Green scene

Chasing memories in a return to the Dead Sea

Posted

Many years ago, we decided to take a few days vacation at a Dead Sea hotel. Despite craving quiet and a good rest, time begins to hang heavy after a few days — particularly if spa treatments are not your vice.

To counter impending boredom, we signed up for a Jeep tour of Harei S’dom — otherwise known as the Mountains of Sodom, that infamous city of the Bible. They lie parallel to the Dead Sea, running for eight miles southwest from hotel cluster to the southern end of the Dead Sea, where the Dead Sea Works are located.

The tour itself lasted only four hours, but it left an indelible impression.

The tour route had seemed perfectly straightforward. Drive south along the Dead Sea and turn into the first road heading west and just keep going. I remember sinuous white chalk cliffs with stone so soft that it powders under your fingernails. I remember a fantastic white stone crater shaped by an ancient inland sea and smoothed stone corridors inviting you to explore corridors of amazing beauty.

Despite once or twice trying to recreate the route and return by ourselves, we were never able to hit all the high spots. And eventually, over the years, we have had trouble finding our way at all. Then, out of the blue, I was offered the opportunity to try retracing our route with a professional guide, and I jumped at it.

Yes, we could have engaged a guide ourselves, but somehow we never seemed able to find the time. A word of advice however: Do not go to the Dead Sea in the height of the summer. The temperature hit 110 degrees the day of our trip.

We met our guide, Amit, at the only gas station in the hotel complex of the Dead Sea, and I took meticulous notes about how and where we were driving, particularly where we entered the wild preserve. Let me say the following: You cannot do this tour, except by Jeep. And frankly, the sign that clearly says “do not enter” would have certainly deterred me as well.

However, Amit’s contention was that these signs are meant to protect the public from wandering into a stark and unforgiving landscape without adequate preparation and knowledge.

You cannot discuss the Dead Sea area without discussing salt. In English, we are aware that the words “sailor,” “soldier” and “salary” are derived from the Latin sal. In Hebrew, the word for salt is melach, and the Hebrew name for the Dead Sea is Yam HaMelach, which actually translates into the “Salt(y) Sea.”

From melach we get malach for sailor. The Romans also mined salt from the area and they exported it through the ancient Philistine city of Aza (the source of the name “Gaza” today).

The whole area we entered was intertwined with salt. During the Jurassic and Cretaceous periods — which spanned 201 and 66 million years ago — much of Israel and Syria were covered by an enlarged Mediterranean Sea.

There is a hiking trail at Mt.
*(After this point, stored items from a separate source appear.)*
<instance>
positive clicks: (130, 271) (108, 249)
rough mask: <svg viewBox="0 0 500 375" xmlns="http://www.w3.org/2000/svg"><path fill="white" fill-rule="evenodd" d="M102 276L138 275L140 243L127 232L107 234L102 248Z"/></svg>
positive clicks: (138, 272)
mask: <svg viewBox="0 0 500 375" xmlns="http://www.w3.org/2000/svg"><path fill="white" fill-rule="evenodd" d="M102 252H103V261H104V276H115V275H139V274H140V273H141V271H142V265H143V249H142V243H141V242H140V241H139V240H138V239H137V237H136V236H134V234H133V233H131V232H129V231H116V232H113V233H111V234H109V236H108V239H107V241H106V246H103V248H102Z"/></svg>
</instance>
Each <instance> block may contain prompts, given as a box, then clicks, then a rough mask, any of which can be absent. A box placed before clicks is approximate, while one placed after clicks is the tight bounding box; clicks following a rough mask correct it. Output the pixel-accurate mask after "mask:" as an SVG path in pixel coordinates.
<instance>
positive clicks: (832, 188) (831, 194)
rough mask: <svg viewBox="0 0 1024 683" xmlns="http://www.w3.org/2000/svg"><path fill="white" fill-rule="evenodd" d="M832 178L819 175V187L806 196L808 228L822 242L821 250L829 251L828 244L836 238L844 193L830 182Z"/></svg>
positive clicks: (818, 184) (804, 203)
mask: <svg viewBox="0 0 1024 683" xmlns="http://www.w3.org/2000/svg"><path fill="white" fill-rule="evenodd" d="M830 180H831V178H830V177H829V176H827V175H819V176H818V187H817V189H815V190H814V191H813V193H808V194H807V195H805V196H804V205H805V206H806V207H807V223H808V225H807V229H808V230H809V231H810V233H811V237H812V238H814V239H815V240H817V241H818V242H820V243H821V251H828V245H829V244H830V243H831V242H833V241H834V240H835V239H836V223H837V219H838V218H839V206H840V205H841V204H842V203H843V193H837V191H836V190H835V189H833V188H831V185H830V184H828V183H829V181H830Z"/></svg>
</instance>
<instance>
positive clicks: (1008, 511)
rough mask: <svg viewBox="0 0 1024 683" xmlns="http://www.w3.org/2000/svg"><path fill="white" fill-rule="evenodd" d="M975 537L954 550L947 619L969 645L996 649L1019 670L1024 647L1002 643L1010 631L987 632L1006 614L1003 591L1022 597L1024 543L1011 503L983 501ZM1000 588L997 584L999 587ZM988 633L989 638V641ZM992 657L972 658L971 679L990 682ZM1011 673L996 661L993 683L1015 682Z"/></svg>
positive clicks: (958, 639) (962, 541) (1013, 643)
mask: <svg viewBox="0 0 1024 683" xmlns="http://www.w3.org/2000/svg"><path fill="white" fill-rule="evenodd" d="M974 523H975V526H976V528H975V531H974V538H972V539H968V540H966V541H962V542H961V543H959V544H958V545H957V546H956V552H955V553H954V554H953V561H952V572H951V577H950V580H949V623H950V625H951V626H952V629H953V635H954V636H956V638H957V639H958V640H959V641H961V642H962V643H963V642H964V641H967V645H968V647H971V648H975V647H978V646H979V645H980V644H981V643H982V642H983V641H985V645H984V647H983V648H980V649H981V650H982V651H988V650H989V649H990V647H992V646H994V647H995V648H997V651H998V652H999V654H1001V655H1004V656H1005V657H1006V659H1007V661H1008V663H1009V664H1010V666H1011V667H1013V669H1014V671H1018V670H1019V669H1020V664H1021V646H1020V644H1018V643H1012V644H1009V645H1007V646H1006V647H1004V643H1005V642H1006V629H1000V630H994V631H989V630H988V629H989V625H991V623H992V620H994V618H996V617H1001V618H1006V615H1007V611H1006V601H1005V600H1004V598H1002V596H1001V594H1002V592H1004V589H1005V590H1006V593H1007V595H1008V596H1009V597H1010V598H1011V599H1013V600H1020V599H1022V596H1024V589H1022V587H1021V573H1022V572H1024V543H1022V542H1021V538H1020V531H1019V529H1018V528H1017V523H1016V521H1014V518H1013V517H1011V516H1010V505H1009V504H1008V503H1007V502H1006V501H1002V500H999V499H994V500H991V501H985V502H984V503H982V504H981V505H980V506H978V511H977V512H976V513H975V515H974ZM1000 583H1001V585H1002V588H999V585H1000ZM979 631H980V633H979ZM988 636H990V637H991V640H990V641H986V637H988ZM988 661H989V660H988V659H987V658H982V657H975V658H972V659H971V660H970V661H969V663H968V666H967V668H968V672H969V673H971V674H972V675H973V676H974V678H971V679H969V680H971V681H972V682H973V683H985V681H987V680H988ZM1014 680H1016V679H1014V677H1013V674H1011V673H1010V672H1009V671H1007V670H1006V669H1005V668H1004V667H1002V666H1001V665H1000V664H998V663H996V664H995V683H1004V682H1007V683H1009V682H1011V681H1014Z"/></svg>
Sodom known as the “Fish Trail” because fossilized fish skeletons can be found there, proving the existence of an ancient ocean.

Over time, water became relegated to a low-lying area valley called the Sodom Lagoon, running essentially from the Sea of Galilee almost to the Gulf of Aqaba. This lagoon had only a single northern outlet to the Mediterranean, and salt deposits 1.5 miles thick gradually formed at the bottom of this huge inland lake.
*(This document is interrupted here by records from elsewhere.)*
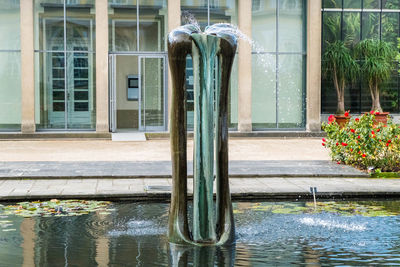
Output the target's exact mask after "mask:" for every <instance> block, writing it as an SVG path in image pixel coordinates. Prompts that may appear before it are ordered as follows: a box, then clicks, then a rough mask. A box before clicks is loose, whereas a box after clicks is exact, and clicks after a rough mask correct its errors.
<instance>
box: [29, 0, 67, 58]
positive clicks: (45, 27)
mask: <svg viewBox="0 0 400 267" xmlns="http://www.w3.org/2000/svg"><path fill="white" fill-rule="evenodd" d="M63 3H64V1H63V0H35V1H34V20H35V24H34V32H35V49H36V50H53V51H54V50H64V6H63Z"/></svg>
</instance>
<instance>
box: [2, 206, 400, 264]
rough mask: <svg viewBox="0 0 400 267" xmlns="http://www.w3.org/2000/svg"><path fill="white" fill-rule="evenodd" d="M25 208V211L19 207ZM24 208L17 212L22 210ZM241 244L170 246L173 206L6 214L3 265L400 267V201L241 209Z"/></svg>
mask: <svg viewBox="0 0 400 267" xmlns="http://www.w3.org/2000/svg"><path fill="white" fill-rule="evenodd" d="M18 205H20V204H18ZM18 205H17V206H18ZM233 206H234V213H235V223H236V235H237V239H236V244H235V245H233V246H230V247H224V248H212V247H205V248H192V247H177V246H173V245H170V244H169V243H168V242H167V239H166V236H167V221H168V208H169V204H166V203H161V204H159V203H158V204H156V203H127V202H121V203H110V204H109V206H108V207H107V210H106V211H104V210H103V211H102V210H95V209H94V210H95V211H91V212H84V214H81V215H80V216H76V215H77V214H76V212H74V214H75V216H58V215H65V214H63V213H55V214H56V215H48V217H45V216H34V217H28V216H29V215H28V214H24V215H23V216H25V217H23V216H16V215H13V214H10V213H11V212H6V210H5V207H4V206H3V207H2V208H1V209H0V210H2V212H1V214H0V265H1V266H21V265H23V266H35V265H36V266H52V267H53V266H202V267H203V266H267V265H281V266H287V265H289V264H296V265H311V266H320V265H358V266H365V265H370V264H375V265H376V264H378V265H382V264H387V265H398V264H400V227H399V225H400V201H357V202H354V201H338V202H331V201H327V202H318V205H317V208H316V209H315V208H314V204H313V203H312V202H301V201H298V202H236V203H234V204H233Z"/></svg>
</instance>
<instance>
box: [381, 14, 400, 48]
mask: <svg viewBox="0 0 400 267" xmlns="http://www.w3.org/2000/svg"><path fill="white" fill-rule="evenodd" d="M382 25H385V27H382V40H384V41H386V42H390V43H391V44H392V45H393V47H397V37H398V36H399V13H382Z"/></svg>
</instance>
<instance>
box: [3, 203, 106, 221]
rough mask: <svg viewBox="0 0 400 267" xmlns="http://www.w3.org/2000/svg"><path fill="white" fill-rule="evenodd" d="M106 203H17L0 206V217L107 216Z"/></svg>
mask: <svg viewBox="0 0 400 267" xmlns="http://www.w3.org/2000/svg"><path fill="white" fill-rule="evenodd" d="M110 204H111V203H110V202H108V201H95V200H58V199H52V200H50V201H33V202H19V203H17V204H16V205H8V206H0V207H1V208H0V215H1V216H3V215H11V214H14V215H17V216H22V217H34V216H41V217H50V216H57V217H58V216H79V215H84V214H89V212H95V211H97V212H100V213H101V214H108V213H109V211H111V210H110V209H109V208H108V206H109V205H110Z"/></svg>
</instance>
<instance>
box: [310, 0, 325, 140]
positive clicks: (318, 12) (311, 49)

Then about two million years ago, the land on the west began to rise — as it continues to rise today at a rate of 0.14 inches per year, The salt was squeezed together with thick sediments of shale, clay, sand, gravel and gypsum.

The concept of salinity must come up whenever discussing ocean or seawater. This is a measure of the amount of salt — usually our basic table salt, sodium chloride — per liter of water. This generally measures about 7 teaspoons (35g) of salt per liter, giving a rate of 35 parts per thousand, or 3.5 percent salinity.

The Dead Sea — whose waters feel oily, although it can be rinsed off with clean water — is listed at 34 percent. However, as I was working on this column, I kept finding that the Mediterranean had 38 percent salinity, which was simply impossible.

It was apparently a typo, and the real figure for the Mediterranean should be 3.8 percent — and I found that it has been corrected, meanwhile, online. For a visual demonstration of the Dead Sea’s properties, see a Hasidic wedding gown submerged in the Dead Sea by artist Sigalit Landau for two months at tinyurl.com/SaltGown.